Friends remember Marine declared dead after going overboard from USS Essex
By MAX SULLIVAN | Portsmouth Herald | Published: August 21, 2018
HAMPTON, N.H. (Tribune News Service) — Cpl. Jonathan Currier, a U.S. Marine who was declared dead after going overboard from the USS Essex this month, was remembered by friends as a kind person who loved serving his country and dreamed of a career in aviation.
Justin Roberts and Ryan Saint Cyr, who graduated from high school in 2015 alongside Currier, said Currier enjoyed working as a CH-53E Super Stallion helicopter crew chief. They said Currier planned to pursue a career in flying, whether with the Marines or on another path.
"He loved being in the aircraft," Roberts said. "He was determined to be the best at what he did at any point in his life."
Officials say Currier went missing Aug. 9 from his ship near the Philippines. He was part of the California-based 13th Marine Expeditionary Unit. His body was not found following a five-day search that covered 13,000 square miles, and the military declared him dead Friday.
The circumstances surrounding the incident are being investigated, according to a military press release.
Roberts, who said he was one of Currier's best friends, said Currier's mother and brother came to his house after Currier went missing and before his identity had been made public. Roberts, who grew up with Currier doing activities like Boy Scouts of America and flag football, said the news was devastating.
"They came in, and instantly you knew something was wrong," said Roberts. "They told us what happened, and there wasn't a dry eye in the room."

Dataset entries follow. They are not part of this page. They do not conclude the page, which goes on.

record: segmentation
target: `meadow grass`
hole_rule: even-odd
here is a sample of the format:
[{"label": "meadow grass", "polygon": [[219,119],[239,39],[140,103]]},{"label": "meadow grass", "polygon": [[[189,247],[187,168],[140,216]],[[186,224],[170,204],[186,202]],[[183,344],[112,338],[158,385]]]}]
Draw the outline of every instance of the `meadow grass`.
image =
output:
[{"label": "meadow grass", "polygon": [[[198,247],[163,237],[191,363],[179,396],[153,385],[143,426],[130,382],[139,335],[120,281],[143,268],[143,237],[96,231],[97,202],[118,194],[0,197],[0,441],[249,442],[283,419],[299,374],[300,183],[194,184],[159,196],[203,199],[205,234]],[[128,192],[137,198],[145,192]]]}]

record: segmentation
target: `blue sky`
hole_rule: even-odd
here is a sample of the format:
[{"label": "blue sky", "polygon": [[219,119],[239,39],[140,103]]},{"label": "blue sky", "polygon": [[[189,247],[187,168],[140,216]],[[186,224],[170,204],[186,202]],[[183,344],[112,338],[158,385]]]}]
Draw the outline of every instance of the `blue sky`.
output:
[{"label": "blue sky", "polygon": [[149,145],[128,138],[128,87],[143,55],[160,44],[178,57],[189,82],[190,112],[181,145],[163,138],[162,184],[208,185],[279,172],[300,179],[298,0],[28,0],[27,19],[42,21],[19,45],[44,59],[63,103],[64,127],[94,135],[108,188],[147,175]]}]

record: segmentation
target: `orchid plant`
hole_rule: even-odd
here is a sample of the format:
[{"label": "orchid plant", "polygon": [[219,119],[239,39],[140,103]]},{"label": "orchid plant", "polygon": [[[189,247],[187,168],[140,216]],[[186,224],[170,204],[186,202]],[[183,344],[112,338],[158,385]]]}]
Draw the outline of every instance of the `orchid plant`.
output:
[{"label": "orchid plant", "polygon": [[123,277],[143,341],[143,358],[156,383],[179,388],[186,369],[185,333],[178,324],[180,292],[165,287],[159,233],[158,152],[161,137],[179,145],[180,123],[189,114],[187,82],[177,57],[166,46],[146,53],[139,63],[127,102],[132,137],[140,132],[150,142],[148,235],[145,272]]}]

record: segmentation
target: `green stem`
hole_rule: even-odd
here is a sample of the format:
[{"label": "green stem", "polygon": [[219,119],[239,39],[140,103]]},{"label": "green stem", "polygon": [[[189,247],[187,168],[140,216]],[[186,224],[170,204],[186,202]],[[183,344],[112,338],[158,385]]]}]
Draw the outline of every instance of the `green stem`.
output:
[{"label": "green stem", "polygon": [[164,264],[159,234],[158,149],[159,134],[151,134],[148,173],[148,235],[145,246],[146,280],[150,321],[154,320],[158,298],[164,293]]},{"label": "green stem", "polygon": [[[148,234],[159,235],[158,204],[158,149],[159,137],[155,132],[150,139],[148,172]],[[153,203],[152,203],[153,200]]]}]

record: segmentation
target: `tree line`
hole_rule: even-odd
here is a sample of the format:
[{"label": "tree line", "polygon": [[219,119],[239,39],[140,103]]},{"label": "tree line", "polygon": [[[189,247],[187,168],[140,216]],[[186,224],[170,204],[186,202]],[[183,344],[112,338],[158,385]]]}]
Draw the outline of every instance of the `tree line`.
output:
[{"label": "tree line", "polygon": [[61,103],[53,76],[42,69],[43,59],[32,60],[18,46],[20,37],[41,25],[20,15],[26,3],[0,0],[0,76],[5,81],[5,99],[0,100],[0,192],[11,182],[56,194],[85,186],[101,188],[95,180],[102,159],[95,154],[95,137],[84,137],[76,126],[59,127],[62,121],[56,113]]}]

Officials say Currier enlisted in the Marine Corps in August 2015 and graduated from Marine Corps Recruit Depot Parris Island that November. At the time of his disappearance, he was assigned to Marine Heavy Helicopter Squadron 361 and was deployed with Marine Medium Tiltrotor Squadron 166 Reinforced with the 13th MEU on the Essex. Currier's awards include the National Defense Service Medal and Global War on Terrorism Service Medal.

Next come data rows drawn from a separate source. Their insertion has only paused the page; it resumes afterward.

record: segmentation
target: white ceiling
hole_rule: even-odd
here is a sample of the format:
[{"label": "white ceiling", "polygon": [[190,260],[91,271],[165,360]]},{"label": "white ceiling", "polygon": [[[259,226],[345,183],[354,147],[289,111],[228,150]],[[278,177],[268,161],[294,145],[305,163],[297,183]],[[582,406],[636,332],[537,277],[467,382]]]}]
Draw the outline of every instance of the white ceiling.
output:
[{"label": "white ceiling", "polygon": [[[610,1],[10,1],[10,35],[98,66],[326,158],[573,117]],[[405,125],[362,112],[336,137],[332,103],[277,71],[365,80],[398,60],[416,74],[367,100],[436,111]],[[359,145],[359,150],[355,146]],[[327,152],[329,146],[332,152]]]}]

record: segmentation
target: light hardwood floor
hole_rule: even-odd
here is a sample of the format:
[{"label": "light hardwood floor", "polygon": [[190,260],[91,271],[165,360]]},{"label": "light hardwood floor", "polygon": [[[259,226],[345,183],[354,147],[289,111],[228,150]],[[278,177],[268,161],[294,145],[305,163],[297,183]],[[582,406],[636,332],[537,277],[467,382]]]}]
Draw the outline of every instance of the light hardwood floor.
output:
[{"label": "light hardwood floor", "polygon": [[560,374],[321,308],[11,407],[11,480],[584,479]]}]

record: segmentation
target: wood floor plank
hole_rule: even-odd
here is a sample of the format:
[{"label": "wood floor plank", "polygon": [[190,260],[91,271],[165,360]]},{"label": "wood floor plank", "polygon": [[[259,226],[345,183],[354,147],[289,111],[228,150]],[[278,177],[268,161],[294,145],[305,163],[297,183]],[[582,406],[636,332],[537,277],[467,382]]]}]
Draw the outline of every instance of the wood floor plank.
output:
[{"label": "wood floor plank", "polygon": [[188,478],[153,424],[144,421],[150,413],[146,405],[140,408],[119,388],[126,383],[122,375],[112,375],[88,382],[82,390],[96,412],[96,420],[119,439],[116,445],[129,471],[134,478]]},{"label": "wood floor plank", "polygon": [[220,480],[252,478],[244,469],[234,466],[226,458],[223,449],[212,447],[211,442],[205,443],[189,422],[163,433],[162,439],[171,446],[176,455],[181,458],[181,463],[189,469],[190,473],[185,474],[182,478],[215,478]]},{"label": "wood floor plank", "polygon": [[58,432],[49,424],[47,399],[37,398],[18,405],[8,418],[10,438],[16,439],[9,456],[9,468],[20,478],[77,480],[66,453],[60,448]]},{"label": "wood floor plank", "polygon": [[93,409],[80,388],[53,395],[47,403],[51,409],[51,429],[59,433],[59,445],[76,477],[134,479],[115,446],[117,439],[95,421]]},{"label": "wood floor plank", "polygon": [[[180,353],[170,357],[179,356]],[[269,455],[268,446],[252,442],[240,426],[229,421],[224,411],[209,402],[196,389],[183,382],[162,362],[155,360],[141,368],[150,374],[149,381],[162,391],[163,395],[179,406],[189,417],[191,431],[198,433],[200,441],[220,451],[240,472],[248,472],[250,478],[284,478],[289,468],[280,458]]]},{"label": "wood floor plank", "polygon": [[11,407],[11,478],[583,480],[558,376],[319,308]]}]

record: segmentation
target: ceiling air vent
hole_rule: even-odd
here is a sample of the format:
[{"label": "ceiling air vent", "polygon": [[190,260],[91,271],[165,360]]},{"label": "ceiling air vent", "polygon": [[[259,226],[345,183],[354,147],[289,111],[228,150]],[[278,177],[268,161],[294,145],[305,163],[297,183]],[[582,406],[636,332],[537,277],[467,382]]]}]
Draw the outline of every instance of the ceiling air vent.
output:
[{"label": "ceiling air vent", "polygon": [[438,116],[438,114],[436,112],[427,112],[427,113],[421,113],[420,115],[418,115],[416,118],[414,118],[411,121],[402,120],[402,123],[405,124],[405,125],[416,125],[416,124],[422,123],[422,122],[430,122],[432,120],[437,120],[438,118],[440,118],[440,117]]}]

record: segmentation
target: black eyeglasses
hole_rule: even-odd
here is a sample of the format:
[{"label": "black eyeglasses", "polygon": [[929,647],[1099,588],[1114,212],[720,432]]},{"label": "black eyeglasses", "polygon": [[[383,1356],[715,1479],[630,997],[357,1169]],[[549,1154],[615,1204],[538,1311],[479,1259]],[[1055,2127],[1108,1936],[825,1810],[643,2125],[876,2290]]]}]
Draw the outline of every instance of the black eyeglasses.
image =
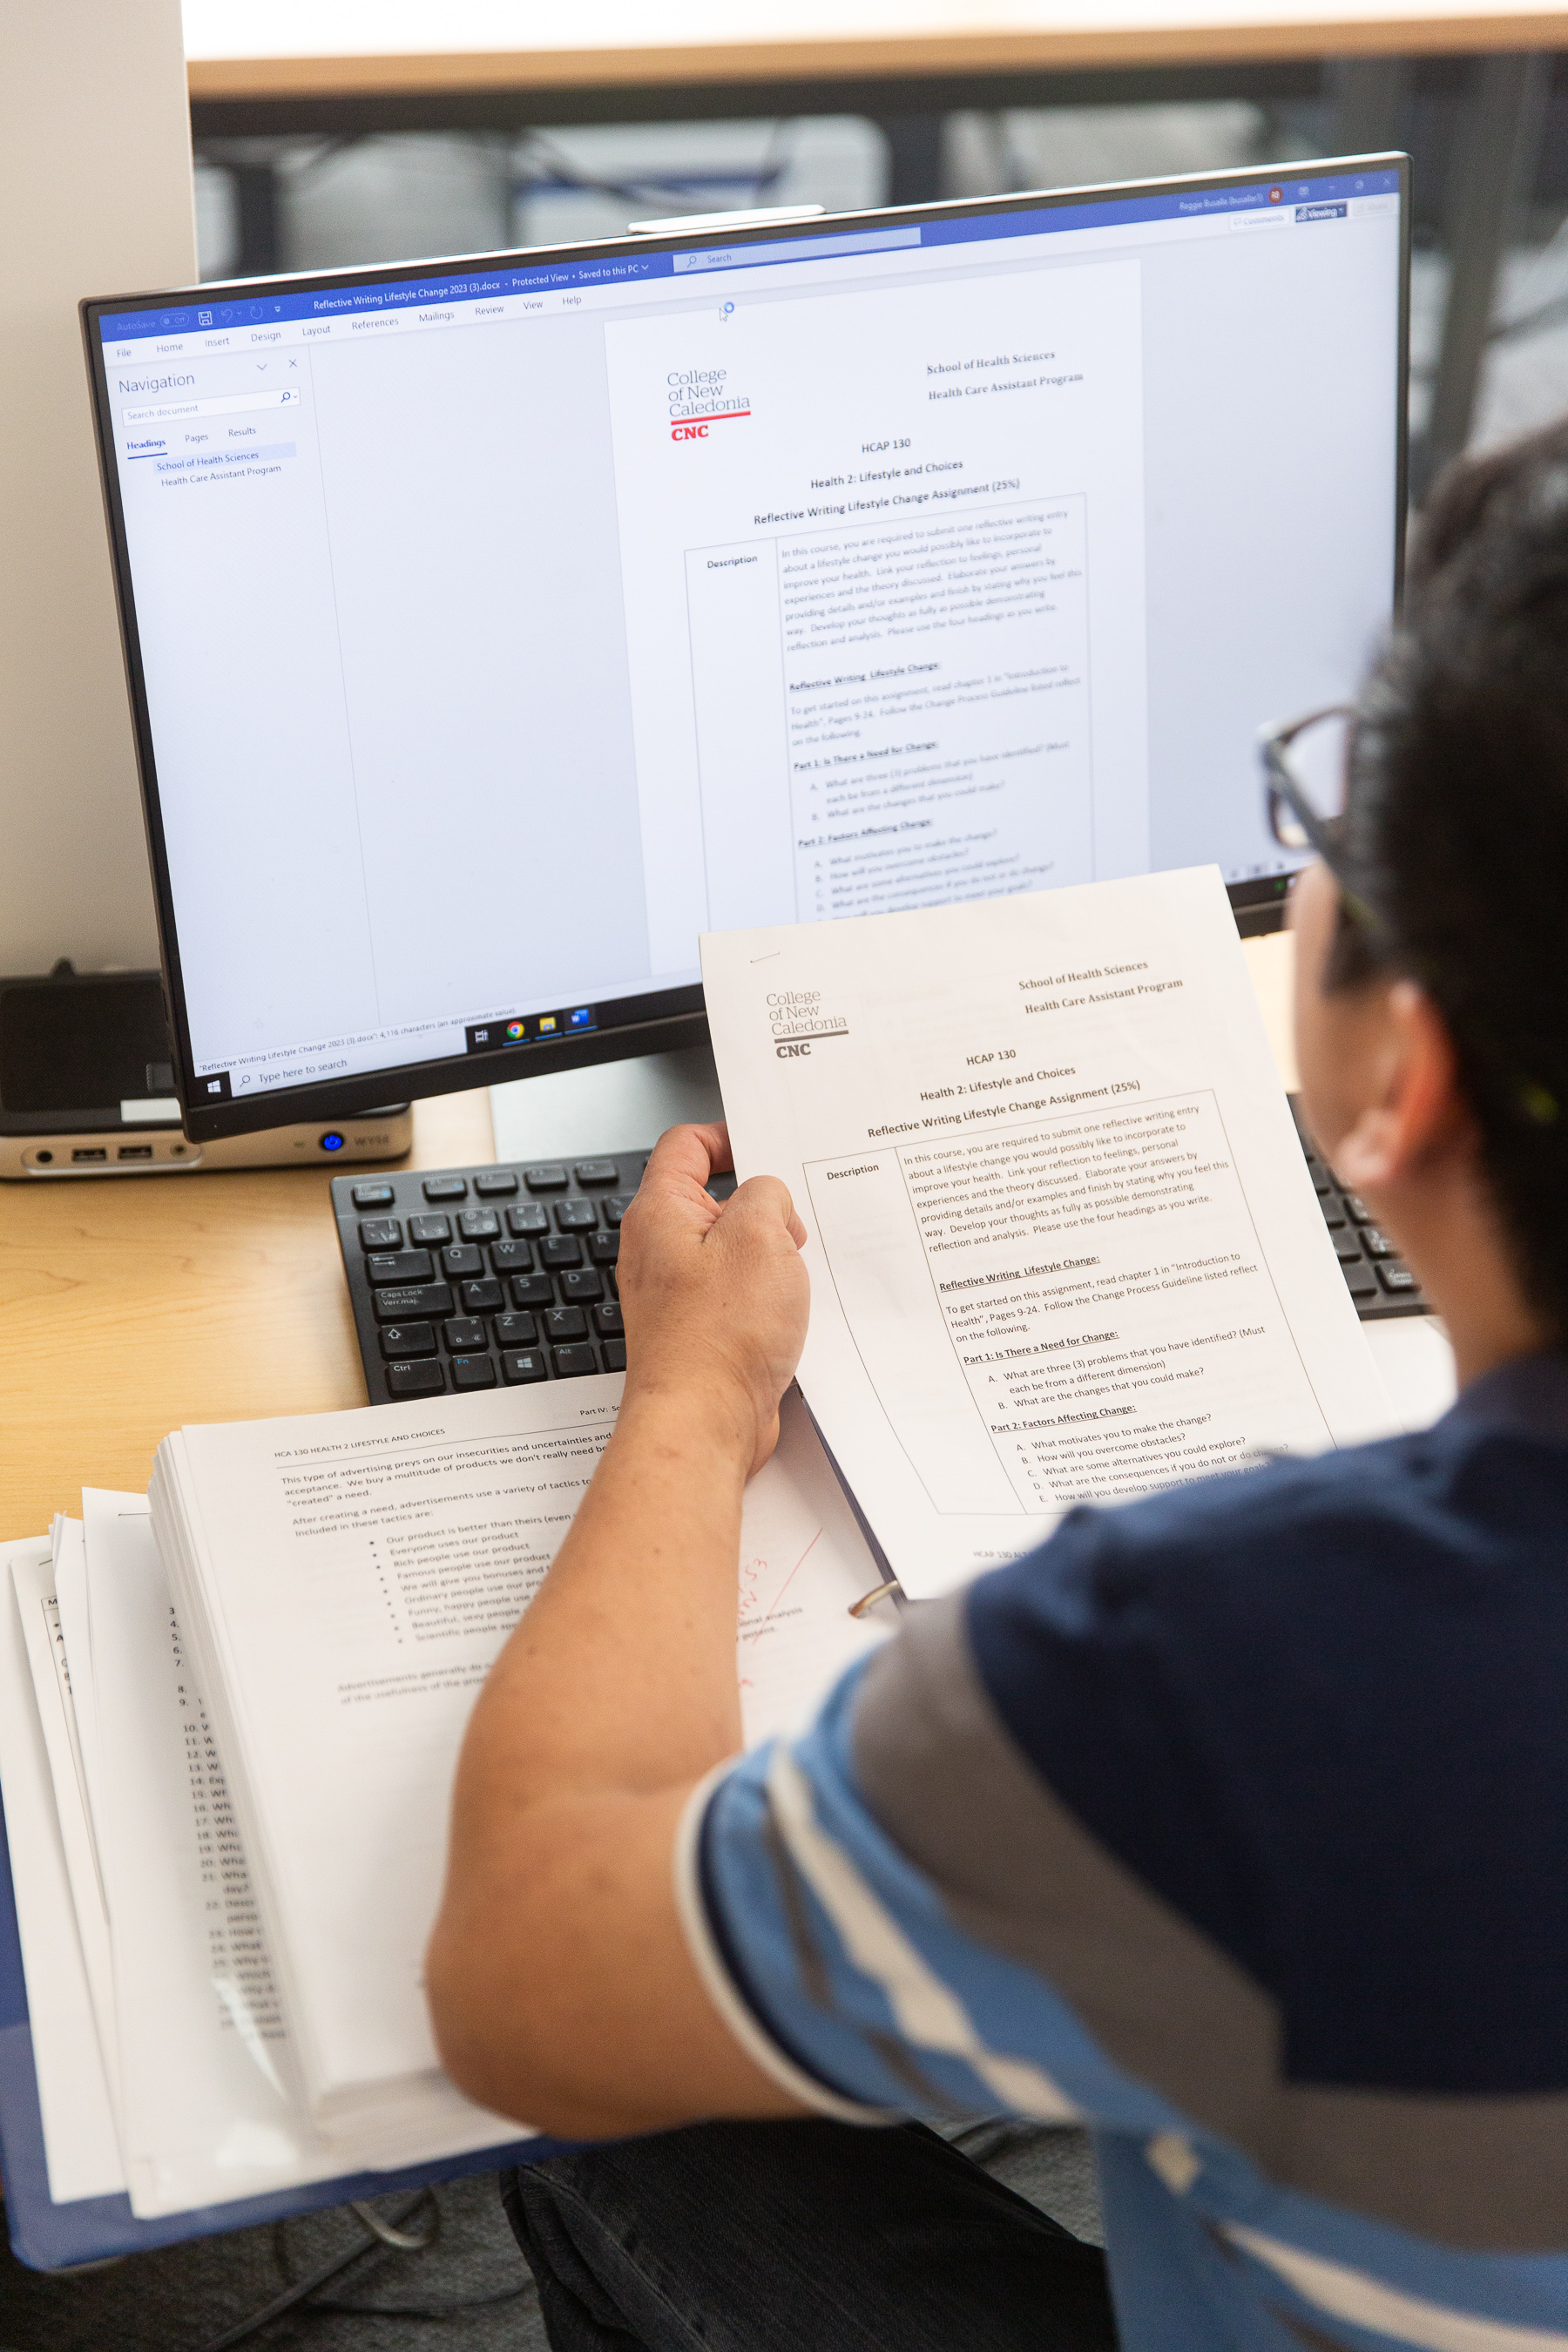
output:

Lt. Col. Michael Antonio, a JROTC instructor, said Currier was a strong leader as a cadet for four years in the program, always willing to help younger cadets. He also said Currier contributed to the program by building storage shelves for the JROTC building for his Eagle Scout project.

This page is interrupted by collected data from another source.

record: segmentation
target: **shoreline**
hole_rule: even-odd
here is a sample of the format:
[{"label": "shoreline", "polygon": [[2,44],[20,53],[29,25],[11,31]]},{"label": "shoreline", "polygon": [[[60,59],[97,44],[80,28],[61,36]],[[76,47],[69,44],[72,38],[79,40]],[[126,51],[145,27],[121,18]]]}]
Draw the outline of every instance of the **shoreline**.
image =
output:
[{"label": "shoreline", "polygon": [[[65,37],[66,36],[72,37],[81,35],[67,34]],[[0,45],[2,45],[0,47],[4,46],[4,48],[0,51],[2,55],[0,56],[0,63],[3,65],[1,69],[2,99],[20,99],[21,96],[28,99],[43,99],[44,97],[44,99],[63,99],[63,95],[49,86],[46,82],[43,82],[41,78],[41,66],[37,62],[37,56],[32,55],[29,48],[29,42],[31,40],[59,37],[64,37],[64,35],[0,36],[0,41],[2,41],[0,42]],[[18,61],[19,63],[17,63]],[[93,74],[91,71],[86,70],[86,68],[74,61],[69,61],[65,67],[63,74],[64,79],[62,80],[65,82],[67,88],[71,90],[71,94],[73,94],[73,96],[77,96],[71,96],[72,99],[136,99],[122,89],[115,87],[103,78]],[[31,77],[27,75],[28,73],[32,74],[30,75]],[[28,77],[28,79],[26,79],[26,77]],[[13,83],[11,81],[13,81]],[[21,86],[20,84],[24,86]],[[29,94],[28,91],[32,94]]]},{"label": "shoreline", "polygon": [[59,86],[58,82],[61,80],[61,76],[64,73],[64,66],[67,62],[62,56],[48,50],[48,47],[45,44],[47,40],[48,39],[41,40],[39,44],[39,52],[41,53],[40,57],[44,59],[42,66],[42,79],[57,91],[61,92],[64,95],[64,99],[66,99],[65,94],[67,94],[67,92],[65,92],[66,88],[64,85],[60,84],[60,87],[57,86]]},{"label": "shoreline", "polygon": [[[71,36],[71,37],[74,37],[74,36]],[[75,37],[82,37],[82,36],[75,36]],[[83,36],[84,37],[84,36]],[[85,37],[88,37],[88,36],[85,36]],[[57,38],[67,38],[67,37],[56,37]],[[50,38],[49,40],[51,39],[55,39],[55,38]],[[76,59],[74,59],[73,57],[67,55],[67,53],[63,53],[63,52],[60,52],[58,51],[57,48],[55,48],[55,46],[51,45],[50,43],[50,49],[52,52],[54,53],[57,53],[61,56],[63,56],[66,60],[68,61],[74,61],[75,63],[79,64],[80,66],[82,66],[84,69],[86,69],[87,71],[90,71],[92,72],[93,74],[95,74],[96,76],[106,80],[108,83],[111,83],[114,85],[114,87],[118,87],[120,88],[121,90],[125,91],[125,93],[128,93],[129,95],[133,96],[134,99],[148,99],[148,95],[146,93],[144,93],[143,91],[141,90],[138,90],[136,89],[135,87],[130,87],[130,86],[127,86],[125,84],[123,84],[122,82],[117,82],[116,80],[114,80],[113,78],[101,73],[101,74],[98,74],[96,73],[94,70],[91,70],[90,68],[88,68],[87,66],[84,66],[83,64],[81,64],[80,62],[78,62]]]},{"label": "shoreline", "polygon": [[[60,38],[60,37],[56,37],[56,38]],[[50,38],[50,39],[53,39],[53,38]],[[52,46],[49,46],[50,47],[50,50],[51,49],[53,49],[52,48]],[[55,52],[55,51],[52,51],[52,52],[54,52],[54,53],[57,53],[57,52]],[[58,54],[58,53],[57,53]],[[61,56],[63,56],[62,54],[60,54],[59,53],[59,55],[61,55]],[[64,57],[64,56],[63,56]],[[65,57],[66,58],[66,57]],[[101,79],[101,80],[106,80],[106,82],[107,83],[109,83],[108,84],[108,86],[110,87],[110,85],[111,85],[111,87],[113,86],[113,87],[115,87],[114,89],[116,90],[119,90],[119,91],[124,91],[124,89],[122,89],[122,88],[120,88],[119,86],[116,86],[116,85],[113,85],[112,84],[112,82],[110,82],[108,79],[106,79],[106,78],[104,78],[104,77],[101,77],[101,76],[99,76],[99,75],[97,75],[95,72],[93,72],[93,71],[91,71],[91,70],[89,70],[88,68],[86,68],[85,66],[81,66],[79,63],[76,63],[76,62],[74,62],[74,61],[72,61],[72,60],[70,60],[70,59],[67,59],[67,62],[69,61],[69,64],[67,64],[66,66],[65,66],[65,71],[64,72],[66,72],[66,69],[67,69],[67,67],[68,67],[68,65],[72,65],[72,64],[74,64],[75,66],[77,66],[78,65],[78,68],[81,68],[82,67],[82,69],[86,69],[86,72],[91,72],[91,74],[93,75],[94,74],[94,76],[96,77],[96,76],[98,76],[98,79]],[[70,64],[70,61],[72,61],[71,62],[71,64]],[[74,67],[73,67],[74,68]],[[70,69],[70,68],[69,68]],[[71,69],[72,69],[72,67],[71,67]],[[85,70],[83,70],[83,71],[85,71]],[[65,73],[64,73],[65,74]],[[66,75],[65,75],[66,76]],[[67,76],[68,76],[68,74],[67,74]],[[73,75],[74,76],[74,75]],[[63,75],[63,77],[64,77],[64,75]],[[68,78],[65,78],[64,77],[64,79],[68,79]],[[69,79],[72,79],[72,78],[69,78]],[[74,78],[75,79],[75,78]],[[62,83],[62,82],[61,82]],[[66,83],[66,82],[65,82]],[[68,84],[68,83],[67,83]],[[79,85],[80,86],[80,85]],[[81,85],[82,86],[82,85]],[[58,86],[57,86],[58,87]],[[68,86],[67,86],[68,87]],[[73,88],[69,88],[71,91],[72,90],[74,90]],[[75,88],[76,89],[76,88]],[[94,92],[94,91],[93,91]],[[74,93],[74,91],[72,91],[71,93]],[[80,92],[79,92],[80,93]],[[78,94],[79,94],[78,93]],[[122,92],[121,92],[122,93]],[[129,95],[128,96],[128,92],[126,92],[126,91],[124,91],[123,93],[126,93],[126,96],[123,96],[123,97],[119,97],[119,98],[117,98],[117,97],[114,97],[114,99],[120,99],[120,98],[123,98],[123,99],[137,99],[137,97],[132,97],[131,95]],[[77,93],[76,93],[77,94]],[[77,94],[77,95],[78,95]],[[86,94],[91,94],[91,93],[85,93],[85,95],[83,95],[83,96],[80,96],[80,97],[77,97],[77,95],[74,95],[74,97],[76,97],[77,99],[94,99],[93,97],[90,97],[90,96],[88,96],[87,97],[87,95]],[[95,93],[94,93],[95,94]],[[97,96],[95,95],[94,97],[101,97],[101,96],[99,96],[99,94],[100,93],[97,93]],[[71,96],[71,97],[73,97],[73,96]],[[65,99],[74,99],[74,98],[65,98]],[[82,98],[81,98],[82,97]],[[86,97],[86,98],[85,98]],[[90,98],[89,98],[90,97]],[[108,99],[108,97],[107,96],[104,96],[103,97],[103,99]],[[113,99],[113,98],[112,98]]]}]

Alex Leafe was among the JROTC cadets who looked up to Currier. He described Currier as a good, dependable friend who was passionate about the Marine Corps.
"You could always go to him for everything," Leafe. "He was just the nicest guy. He was always inclusive, friends with everyone."
Antonio said it was also impressive that Currier became a corporal and crew chief in just three years.
"He loved the Marine Corps," Antonio said. "He was a kid who was committed to service and committed to serving his country."
Currier's name will be considered for engraving on American Legion Post 35's Global War on Terrorism monument located in front of the legion hall on High Street, according to Post 35 Commander Berkley Bennett. The monument honors New Hampshire servicemembers killed in the line of duty since Sept. 11, 2001.
Saint Cyr, who was in JROTC with Currier in high school, said he was at work as a kitchen manager when he got a call from Roberts telling him what happened.
"Ten, 15 minutes later, it just kind of all hit me at once," said Saint Cyr. "I had to leave."
Roberts and Saint Cyr said Currier was not only one of the kindest people they have known but also among the funniest. Roberts said he cannot remember a time with Currier where they weren't "giggling, laughing or just losing it."
Roberts said Currier's determination and perseverance showed when they played flag football together. He said Currier would always wind up catching long passes and running down the field toward the end zone.
"The guy had no fear," said Roberts. "He was a resilient one, that one."